When Michael and Lois Mirkovich moved from a tiny Balboa Island apartment to a 1,200-square-foot condominium in Irvine's University Town Center, creating an outdoor area was a priority. They wanted to extend their space for entertaining, exercising and relaxing, and provide a clean, safe place for their son, Adam, to play.
The two-bedroom condo had only a small rear yard--no hillsides and no upstairs family room to give access to a second-floor deck.
Still, the Mirkovichs, neither of whom was enamored with concrete, decided to install a wooden deck. They just put it where most people put a patio.
The result, after six weekends of work: a beautiful herringbone-patterned redwood deck-cum-patio, fitted neatly into a pocket of yard framed on three sides--by the window wall of the living room, the sliding glass doors of the dining room and the stucco fence that separates the Mirkovichs' back yard from the neighbor's. The deck extends out an additional 6 feet into the main portion of the rear yard, giving it an overall dimension of 12-by-16 feet.
Michael Mirkovich, an attorney, decided to tackle the project himself because he enjoys working with his hands.
He had learned construction skills when, after graduating from UC Santa Barbara with a master's degree in social ecology, he was recruited to play water polo in Australia for the University of Queensland club team in 1976-77. "I played water polo for free," he recalls. "They got me a construction job to pay the bills."
But almost anyone who can swing a hammer and handle a power saw can follow the Mirkovichs' example and build a lasting and good-looking ground-level deck.

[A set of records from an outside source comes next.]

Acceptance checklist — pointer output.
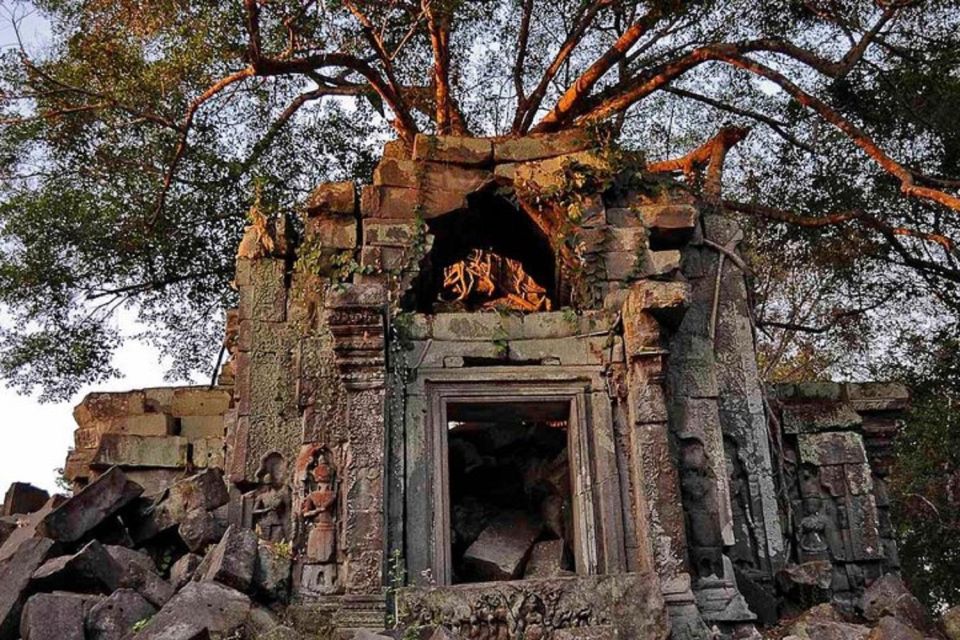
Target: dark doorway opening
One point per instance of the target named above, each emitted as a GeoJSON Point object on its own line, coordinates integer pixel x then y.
{"type": "Point", "coordinates": [510, 498]}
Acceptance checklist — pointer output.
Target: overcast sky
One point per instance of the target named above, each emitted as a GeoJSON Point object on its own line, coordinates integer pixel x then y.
{"type": "Point", "coordinates": [34, 437]}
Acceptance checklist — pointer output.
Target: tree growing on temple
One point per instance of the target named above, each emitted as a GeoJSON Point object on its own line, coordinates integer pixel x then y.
{"type": "Point", "coordinates": [133, 141]}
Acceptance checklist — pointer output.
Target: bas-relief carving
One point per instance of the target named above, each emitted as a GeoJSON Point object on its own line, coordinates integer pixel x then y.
{"type": "Point", "coordinates": [318, 486]}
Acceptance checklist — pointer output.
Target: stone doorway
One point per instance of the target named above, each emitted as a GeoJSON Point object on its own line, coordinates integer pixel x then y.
{"type": "Point", "coordinates": [510, 498]}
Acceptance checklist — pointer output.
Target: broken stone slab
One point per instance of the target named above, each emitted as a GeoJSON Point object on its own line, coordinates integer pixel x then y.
{"type": "Point", "coordinates": [889, 596]}
{"type": "Point", "coordinates": [540, 146]}
{"type": "Point", "coordinates": [140, 574]}
{"type": "Point", "coordinates": [15, 576]}
{"type": "Point", "coordinates": [23, 498]}
{"type": "Point", "coordinates": [196, 427]}
{"type": "Point", "coordinates": [233, 561]}
{"type": "Point", "coordinates": [90, 570]}
{"type": "Point", "coordinates": [546, 560]}
{"type": "Point", "coordinates": [890, 628]}
{"type": "Point", "coordinates": [112, 618]}
{"type": "Point", "coordinates": [141, 451]}
{"type": "Point", "coordinates": [26, 528]}
{"type": "Point", "coordinates": [332, 198]}
{"type": "Point", "coordinates": [453, 149]}
{"type": "Point", "coordinates": [55, 616]}
{"type": "Point", "coordinates": [502, 548]}
{"type": "Point", "coordinates": [183, 569]}
{"type": "Point", "coordinates": [824, 622]}
{"type": "Point", "coordinates": [398, 203]}
{"type": "Point", "coordinates": [820, 416]}
{"type": "Point", "coordinates": [95, 503]}
{"type": "Point", "coordinates": [199, 529]}
{"type": "Point", "coordinates": [200, 607]}
{"type": "Point", "coordinates": [204, 491]}
{"type": "Point", "coordinates": [430, 176]}
{"type": "Point", "coordinates": [271, 574]}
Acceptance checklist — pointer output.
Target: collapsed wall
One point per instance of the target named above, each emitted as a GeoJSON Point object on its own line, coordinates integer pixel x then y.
{"type": "Point", "coordinates": [510, 388]}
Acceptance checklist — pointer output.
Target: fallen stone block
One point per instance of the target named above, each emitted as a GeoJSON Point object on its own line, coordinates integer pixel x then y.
{"type": "Point", "coordinates": [95, 503]}
{"type": "Point", "coordinates": [183, 569]}
{"type": "Point", "coordinates": [140, 574]}
{"type": "Point", "coordinates": [502, 548]}
{"type": "Point", "coordinates": [15, 576]}
{"type": "Point", "coordinates": [112, 618]}
{"type": "Point", "coordinates": [7, 526]}
{"type": "Point", "coordinates": [141, 451]}
{"type": "Point", "coordinates": [200, 529]}
{"type": "Point", "coordinates": [546, 560]}
{"type": "Point", "coordinates": [26, 528]}
{"type": "Point", "coordinates": [23, 498]}
{"type": "Point", "coordinates": [199, 608]}
{"type": "Point", "coordinates": [54, 616]}
{"type": "Point", "coordinates": [455, 149]}
{"type": "Point", "coordinates": [889, 596]}
{"type": "Point", "coordinates": [233, 560]}
{"type": "Point", "coordinates": [90, 570]}
{"type": "Point", "coordinates": [890, 628]}
{"type": "Point", "coordinates": [271, 574]}
{"type": "Point", "coordinates": [540, 146]}
{"type": "Point", "coordinates": [204, 491]}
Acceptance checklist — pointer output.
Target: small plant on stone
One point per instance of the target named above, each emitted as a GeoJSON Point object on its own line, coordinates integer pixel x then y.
{"type": "Point", "coordinates": [140, 625]}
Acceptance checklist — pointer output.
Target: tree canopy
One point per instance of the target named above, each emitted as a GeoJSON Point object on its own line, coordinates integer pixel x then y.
{"type": "Point", "coordinates": [132, 143]}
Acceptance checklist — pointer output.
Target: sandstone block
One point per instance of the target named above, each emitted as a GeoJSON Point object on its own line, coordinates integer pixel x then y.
{"type": "Point", "coordinates": [141, 451]}
{"type": "Point", "coordinates": [810, 417]}
{"type": "Point", "coordinates": [90, 570]}
{"type": "Point", "coordinates": [554, 173]}
{"type": "Point", "coordinates": [889, 596]}
{"type": "Point", "coordinates": [95, 503]}
{"type": "Point", "coordinates": [208, 453]}
{"type": "Point", "coordinates": [546, 560]}
{"type": "Point", "coordinates": [408, 204]}
{"type": "Point", "coordinates": [271, 575]}
{"type": "Point", "coordinates": [54, 616]}
{"type": "Point", "coordinates": [333, 233]}
{"type": "Point", "coordinates": [387, 233]}
{"type": "Point", "coordinates": [183, 569]}
{"type": "Point", "coordinates": [23, 498]}
{"type": "Point", "coordinates": [540, 146]}
{"type": "Point", "coordinates": [15, 576]}
{"type": "Point", "coordinates": [147, 424]}
{"type": "Point", "coordinates": [202, 401]}
{"type": "Point", "coordinates": [113, 617]}
{"type": "Point", "coordinates": [199, 529]}
{"type": "Point", "coordinates": [454, 149]}
{"type": "Point", "coordinates": [196, 427]}
{"type": "Point", "coordinates": [198, 607]}
{"type": "Point", "coordinates": [891, 628]}
{"type": "Point", "coordinates": [503, 547]}
{"type": "Point", "coordinates": [430, 176]}
{"type": "Point", "coordinates": [233, 560]}
{"type": "Point", "coordinates": [332, 198]}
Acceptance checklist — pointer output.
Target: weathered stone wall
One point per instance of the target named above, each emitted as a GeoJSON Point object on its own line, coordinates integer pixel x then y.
{"type": "Point", "coordinates": [837, 442]}
{"type": "Point", "coordinates": [153, 434]}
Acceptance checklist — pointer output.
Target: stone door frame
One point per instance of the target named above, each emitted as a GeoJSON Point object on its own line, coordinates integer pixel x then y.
{"type": "Point", "coordinates": [597, 545]}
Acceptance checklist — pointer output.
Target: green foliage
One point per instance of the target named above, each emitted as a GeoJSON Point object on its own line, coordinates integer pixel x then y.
{"type": "Point", "coordinates": [925, 481]}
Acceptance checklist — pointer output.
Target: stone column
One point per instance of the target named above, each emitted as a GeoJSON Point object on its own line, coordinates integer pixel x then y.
{"type": "Point", "coordinates": [696, 429]}
{"type": "Point", "coordinates": [356, 320]}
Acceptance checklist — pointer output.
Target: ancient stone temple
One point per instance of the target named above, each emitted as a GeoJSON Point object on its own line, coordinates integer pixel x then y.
{"type": "Point", "coordinates": [509, 389]}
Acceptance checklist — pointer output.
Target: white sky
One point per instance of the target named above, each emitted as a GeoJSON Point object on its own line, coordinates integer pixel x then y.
{"type": "Point", "coordinates": [34, 437]}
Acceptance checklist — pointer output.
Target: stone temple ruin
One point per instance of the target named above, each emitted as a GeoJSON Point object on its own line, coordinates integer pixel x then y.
{"type": "Point", "coordinates": [507, 391]}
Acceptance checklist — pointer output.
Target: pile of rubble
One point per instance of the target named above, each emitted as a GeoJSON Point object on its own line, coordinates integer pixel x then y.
{"type": "Point", "coordinates": [108, 564]}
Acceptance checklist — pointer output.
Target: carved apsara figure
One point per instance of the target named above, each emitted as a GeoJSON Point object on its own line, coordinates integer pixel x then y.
{"type": "Point", "coordinates": [318, 509]}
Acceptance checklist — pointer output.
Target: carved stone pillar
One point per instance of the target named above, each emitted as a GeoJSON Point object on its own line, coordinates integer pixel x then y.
{"type": "Point", "coordinates": [355, 316]}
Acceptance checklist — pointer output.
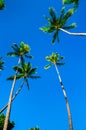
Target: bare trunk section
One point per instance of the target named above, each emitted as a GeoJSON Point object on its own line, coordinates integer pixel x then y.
{"type": "Point", "coordinates": [66, 99]}
{"type": "Point", "coordinates": [10, 100]}
{"type": "Point", "coordinates": [15, 95]}
{"type": "Point", "coordinates": [74, 34]}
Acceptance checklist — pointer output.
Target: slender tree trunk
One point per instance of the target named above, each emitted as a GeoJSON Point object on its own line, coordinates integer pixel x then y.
{"type": "Point", "coordinates": [10, 100]}
{"type": "Point", "coordinates": [15, 95]}
{"type": "Point", "coordinates": [66, 99]}
{"type": "Point", "coordinates": [74, 34]}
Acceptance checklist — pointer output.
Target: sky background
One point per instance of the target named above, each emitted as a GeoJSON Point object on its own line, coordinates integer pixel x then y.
{"type": "Point", "coordinates": [44, 104]}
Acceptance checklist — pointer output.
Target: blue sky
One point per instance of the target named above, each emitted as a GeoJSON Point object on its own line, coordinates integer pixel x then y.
{"type": "Point", "coordinates": [44, 104]}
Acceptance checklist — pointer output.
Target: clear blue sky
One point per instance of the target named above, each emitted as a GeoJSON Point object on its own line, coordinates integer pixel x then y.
{"type": "Point", "coordinates": [44, 104]}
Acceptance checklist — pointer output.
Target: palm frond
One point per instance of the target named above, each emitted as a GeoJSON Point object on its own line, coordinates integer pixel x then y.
{"type": "Point", "coordinates": [18, 68]}
{"type": "Point", "coordinates": [55, 36]}
{"type": "Point", "coordinates": [32, 71]}
{"type": "Point", "coordinates": [60, 64]}
{"type": "Point", "coordinates": [29, 56]}
{"type": "Point", "coordinates": [2, 4]}
{"type": "Point", "coordinates": [13, 54]}
{"type": "Point", "coordinates": [47, 29]}
{"type": "Point", "coordinates": [73, 25]}
{"type": "Point", "coordinates": [15, 47]}
{"type": "Point", "coordinates": [27, 83]}
{"type": "Point", "coordinates": [61, 14]}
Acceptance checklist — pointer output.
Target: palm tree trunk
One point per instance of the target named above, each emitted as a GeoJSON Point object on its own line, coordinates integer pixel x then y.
{"type": "Point", "coordinates": [10, 100]}
{"type": "Point", "coordinates": [66, 99]}
{"type": "Point", "coordinates": [15, 95]}
{"type": "Point", "coordinates": [74, 34]}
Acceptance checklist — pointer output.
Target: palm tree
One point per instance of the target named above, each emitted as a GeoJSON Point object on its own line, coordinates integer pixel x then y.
{"type": "Point", "coordinates": [19, 51]}
{"type": "Point", "coordinates": [56, 24]}
{"type": "Point", "coordinates": [1, 64]}
{"type": "Point", "coordinates": [25, 71]}
{"type": "Point", "coordinates": [55, 59]}
{"type": "Point", "coordinates": [10, 124]}
{"type": "Point", "coordinates": [2, 4]}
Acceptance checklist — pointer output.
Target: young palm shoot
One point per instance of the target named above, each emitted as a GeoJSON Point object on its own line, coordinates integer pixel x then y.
{"type": "Point", "coordinates": [20, 52]}
{"type": "Point", "coordinates": [56, 24]}
{"type": "Point", "coordinates": [55, 59]}
{"type": "Point", "coordinates": [25, 71]}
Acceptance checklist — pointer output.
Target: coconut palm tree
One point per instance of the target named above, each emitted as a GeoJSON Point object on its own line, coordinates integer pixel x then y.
{"type": "Point", "coordinates": [1, 64]}
{"type": "Point", "coordinates": [34, 128]}
{"type": "Point", "coordinates": [2, 4]}
{"type": "Point", "coordinates": [18, 51]}
{"type": "Point", "coordinates": [25, 71]}
{"type": "Point", "coordinates": [56, 24]}
{"type": "Point", "coordinates": [55, 59]}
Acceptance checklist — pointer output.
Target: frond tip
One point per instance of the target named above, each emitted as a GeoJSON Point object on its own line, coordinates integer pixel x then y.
{"type": "Point", "coordinates": [54, 58]}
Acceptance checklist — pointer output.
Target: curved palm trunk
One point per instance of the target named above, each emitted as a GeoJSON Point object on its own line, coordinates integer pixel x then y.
{"type": "Point", "coordinates": [74, 34]}
{"type": "Point", "coordinates": [10, 100]}
{"type": "Point", "coordinates": [66, 99]}
{"type": "Point", "coordinates": [15, 95]}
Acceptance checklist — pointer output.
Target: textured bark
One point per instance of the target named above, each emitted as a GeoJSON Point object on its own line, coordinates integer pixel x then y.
{"type": "Point", "coordinates": [10, 100]}
{"type": "Point", "coordinates": [66, 99]}
{"type": "Point", "coordinates": [15, 95]}
{"type": "Point", "coordinates": [74, 34]}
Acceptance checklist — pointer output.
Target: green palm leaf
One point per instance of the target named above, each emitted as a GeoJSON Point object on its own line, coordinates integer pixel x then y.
{"type": "Point", "coordinates": [13, 54]}
{"type": "Point", "coordinates": [52, 14]}
{"type": "Point", "coordinates": [17, 77]}
{"type": "Point", "coordinates": [54, 58]}
{"type": "Point", "coordinates": [1, 64]}
{"type": "Point", "coordinates": [55, 24]}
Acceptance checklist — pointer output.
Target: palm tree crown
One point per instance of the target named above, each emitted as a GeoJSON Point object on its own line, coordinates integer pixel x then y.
{"type": "Point", "coordinates": [54, 58]}
{"type": "Point", "coordinates": [70, 1]}
{"type": "Point", "coordinates": [25, 71]}
{"type": "Point", "coordinates": [56, 23]}
{"type": "Point", "coordinates": [2, 4]}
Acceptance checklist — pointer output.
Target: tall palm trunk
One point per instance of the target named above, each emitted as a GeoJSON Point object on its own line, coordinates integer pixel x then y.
{"type": "Point", "coordinates": [15, 95]}
{"type": "Point", "coordinates": [74, 34]}
{"type": "Point", "coordinates": [10, 100]}
{"type": "Point", "coordinates": [66, 99]}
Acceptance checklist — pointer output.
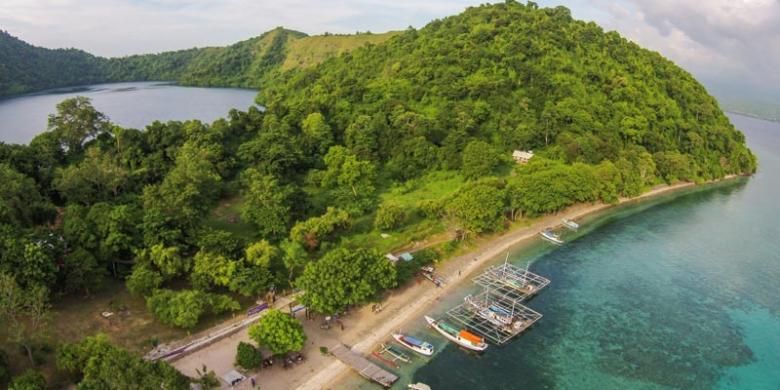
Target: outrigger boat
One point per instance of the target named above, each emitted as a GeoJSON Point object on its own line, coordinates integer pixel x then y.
{"type": "Point", "coordinates": [494, 314]}
{"type": "Point", "coordinates": [461, 337]}
{"type": "Point", "coordinates": [395, 353]}
{"type": "Point", "coordinates": [570, 224]}
{"type": "Point", "coordinates": [549, 235]}
{"type": "Point", "coordinates": [422, 347]}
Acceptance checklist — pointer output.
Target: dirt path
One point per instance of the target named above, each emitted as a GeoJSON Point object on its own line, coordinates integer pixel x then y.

The 12-by-16-foot deck described below will cost between $1,000 and $1,200 to build yourself, which is competitive with the cost of hiring a contractor to put in a standard concrete patio. "And aesthetically, it is so much nicer," Mirkovich says.
Not only do the wide, "V"-shaped herringbone pattern and the warm reddish color of the wood give the deck a level of character that few concrete patios can match, it also wears well.
Wood doesn't crack or chip at the edges like concrete. And Mirkovich avoided a common deck maintenance problem by refraining from painting or staining the deck. Instead, he applied clear water seal to each board before fitting the pieces together. All he does to keep the decking looking its best is to swab on a new coat of water seal every 6 months--a process that takes less than 2 hours.
To keep the deck level with the floor of the house and still avoid the rotting and warping that will occur if wood is placed directly in contact with the earth, Mirkovich built it on a series of prefab concrete piers with mounting brackets for 4-by-4s. After installing the piers, he laid a layer of plastic sheeting on the ground to keep weeds from growing and to serve as a moisture barrier.
To avoid attaching the deck to the house so there would be no building code problems and no chance of water running indoors, Mirkovich built it as a free-standing structure.
Here's how you can do it:
(Because building codes differ from city to city and the characteristics of each project can vary widely, use these instructions only as a guide, making sure your project complies with your local building codes.)
1. Instead of fastening a portion of the framing to the walls or foundation of your house, install prefab piers so that the mounting brackets are about 4 inches from the wall. Set them so only an inch remains above ground. If your lot slopes, adjust the depth at which the piers are buried so the exposed tops are level. The distance between piers should be 5 to 6 feet. A line level, attached to a length of heavy string that is fixed to the house at floor level, is the best device for leveling the piers. A slight slope away from the house will keep rain water from running inside.
2. Cut treated fir 4-by-4s to the appropriate length. Measure the distance between the ground and the level of your home's floor, subtract the 1 1/2-inch thickness of the decking boards and the distance the piers extend above ground level.